Gizleyerek ya da hedef şaşırtarak sorunların kendiliğinden kaybolacağına yönelik sarsılmaz bir inancımız var. Halbuki, içinde yaşadığımız çağda eski yaklaşımlar artık çalışmıyor. Çalışmadığı için de, ‘dün beni atlatanlar ve yanıltanlar mutlaka şimdi de beni aldatıp yanıltıyorlardır’ diye toplumda yaygın bir inanış oluşmaktadır.

Böyle olunca, enflasyon indiği halde, enflasyon rakamlarıyla oynandığı düşünülüyor. Ekonomik büyüme son üç yıldır rekorlar kırdığı halde, devletin rakamları şişirdiğine inanılıyor. Tüm bankaların ve banka sahiplerinin soyguncu olduğu sonucuna varılıyor. Böyle olmadığını söyleyenler işbirlikçi oluyor. Mağduriyet, ayrımcılıkla çözülmeye çalışılıyor. Yüklü bir toplumsal maliyet ödeniyor.

İSTEDİĞİNİ DUYMAK

Kısacası, toplumun güvenmesi gereken tüm kurum ve kuruluşlar korkunç bir itibar kaybına uğruyorlar
. Neredeyse, toplum inandıklarının doğru olmadığını iddia edenleri işbirlikçi olmakla suçlayacak noktaya dahi gelebiliyor. Akıl almaz komplo teorileri üretiliyor.
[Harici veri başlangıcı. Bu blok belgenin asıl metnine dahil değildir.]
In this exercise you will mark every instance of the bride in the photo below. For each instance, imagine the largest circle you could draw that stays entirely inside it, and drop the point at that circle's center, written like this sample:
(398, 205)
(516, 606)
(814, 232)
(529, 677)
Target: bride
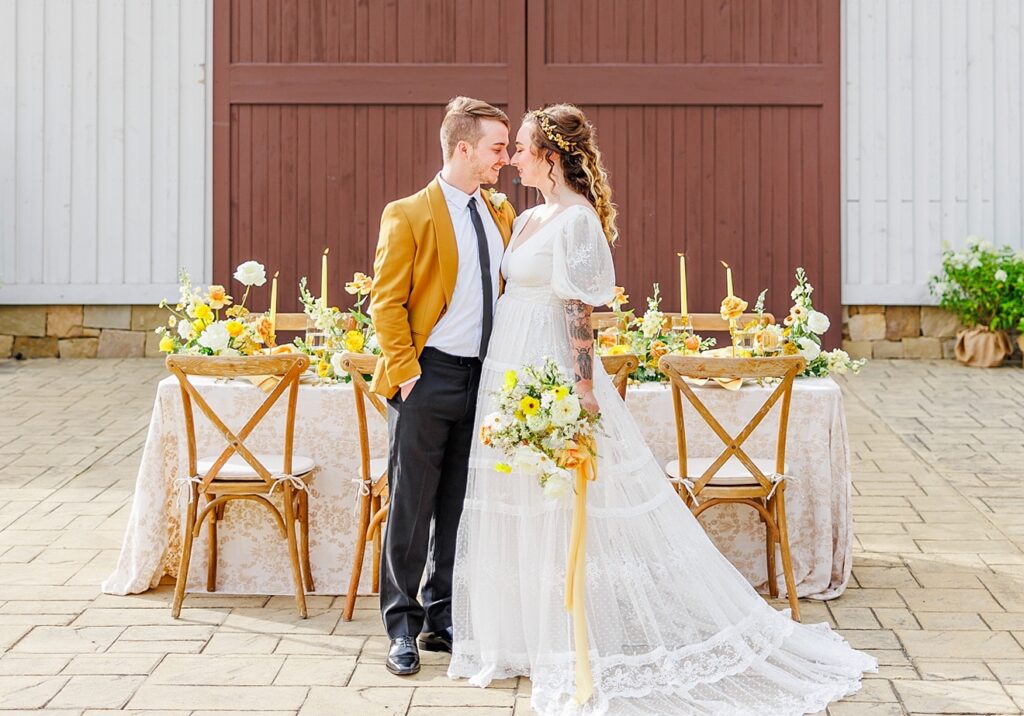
(673, 627)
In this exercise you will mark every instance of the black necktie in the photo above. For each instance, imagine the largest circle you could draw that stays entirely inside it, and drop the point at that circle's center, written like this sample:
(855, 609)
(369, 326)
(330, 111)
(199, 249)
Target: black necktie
(484, 252)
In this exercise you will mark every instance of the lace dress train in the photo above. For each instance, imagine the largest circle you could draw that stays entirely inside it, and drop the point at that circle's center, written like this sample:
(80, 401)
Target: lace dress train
(674, 628)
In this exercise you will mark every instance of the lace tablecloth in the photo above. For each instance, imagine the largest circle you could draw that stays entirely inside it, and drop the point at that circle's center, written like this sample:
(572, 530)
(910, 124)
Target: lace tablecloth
(254, 558)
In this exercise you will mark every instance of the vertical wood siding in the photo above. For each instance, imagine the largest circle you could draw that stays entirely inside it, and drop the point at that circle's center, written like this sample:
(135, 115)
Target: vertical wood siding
(932, 139)
(102, 149)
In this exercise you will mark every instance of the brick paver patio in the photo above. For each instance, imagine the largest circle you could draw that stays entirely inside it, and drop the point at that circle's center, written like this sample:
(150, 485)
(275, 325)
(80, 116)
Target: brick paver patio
(938, 589)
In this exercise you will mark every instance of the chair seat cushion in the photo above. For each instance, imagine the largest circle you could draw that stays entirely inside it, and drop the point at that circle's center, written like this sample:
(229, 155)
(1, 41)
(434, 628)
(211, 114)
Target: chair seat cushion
(238, 468)
(732, 473)
(377, 467)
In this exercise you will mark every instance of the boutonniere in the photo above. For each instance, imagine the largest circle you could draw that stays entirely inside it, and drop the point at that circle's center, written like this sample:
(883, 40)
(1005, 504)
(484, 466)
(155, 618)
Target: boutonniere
(497, 199)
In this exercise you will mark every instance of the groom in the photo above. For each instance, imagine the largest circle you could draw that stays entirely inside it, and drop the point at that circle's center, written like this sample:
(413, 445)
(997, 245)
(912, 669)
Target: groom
(436, 280)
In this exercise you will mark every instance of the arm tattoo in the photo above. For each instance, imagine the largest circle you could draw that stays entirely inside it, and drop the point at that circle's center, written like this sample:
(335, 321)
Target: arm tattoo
(581, 338)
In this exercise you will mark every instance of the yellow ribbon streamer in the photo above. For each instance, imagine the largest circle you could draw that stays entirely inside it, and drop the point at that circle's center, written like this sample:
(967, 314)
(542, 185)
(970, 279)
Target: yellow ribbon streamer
(576, 575)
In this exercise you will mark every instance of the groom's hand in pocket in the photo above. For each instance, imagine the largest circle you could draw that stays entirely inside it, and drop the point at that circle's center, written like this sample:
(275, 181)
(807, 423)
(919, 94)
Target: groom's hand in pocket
(407, 389)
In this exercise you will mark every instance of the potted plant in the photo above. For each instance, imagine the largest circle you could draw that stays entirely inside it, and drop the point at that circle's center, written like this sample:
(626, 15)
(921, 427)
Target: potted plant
(984, 287)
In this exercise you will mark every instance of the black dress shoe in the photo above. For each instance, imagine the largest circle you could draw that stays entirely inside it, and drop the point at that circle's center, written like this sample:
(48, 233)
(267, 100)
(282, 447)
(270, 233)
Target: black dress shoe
(437, 640)
(403, 657)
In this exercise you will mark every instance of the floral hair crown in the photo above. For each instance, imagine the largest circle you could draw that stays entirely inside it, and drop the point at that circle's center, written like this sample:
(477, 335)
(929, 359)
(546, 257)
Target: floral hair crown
(549, 131)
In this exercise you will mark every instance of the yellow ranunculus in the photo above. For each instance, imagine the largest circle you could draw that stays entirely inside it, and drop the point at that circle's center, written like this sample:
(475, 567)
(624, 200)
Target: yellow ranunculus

Toplum, kendinin aldatıldığını ve yanıltıldığını söyleyenlere itibar ediyor. Rahatlıyor. Mantığın yerini hissiyat alıyor.

Bu noktaya gelmiş bir toplumda kamu idaresinin etkin olması elbette mümkün olamaz. Daha da vahimi, itibarını kaybetmiş bir kamu idaresinin tasarrufları toplum için çok daha maliyetli olabilmektedir.

Tatil nedeniyle yazılarıma bir süre ara veriyorum.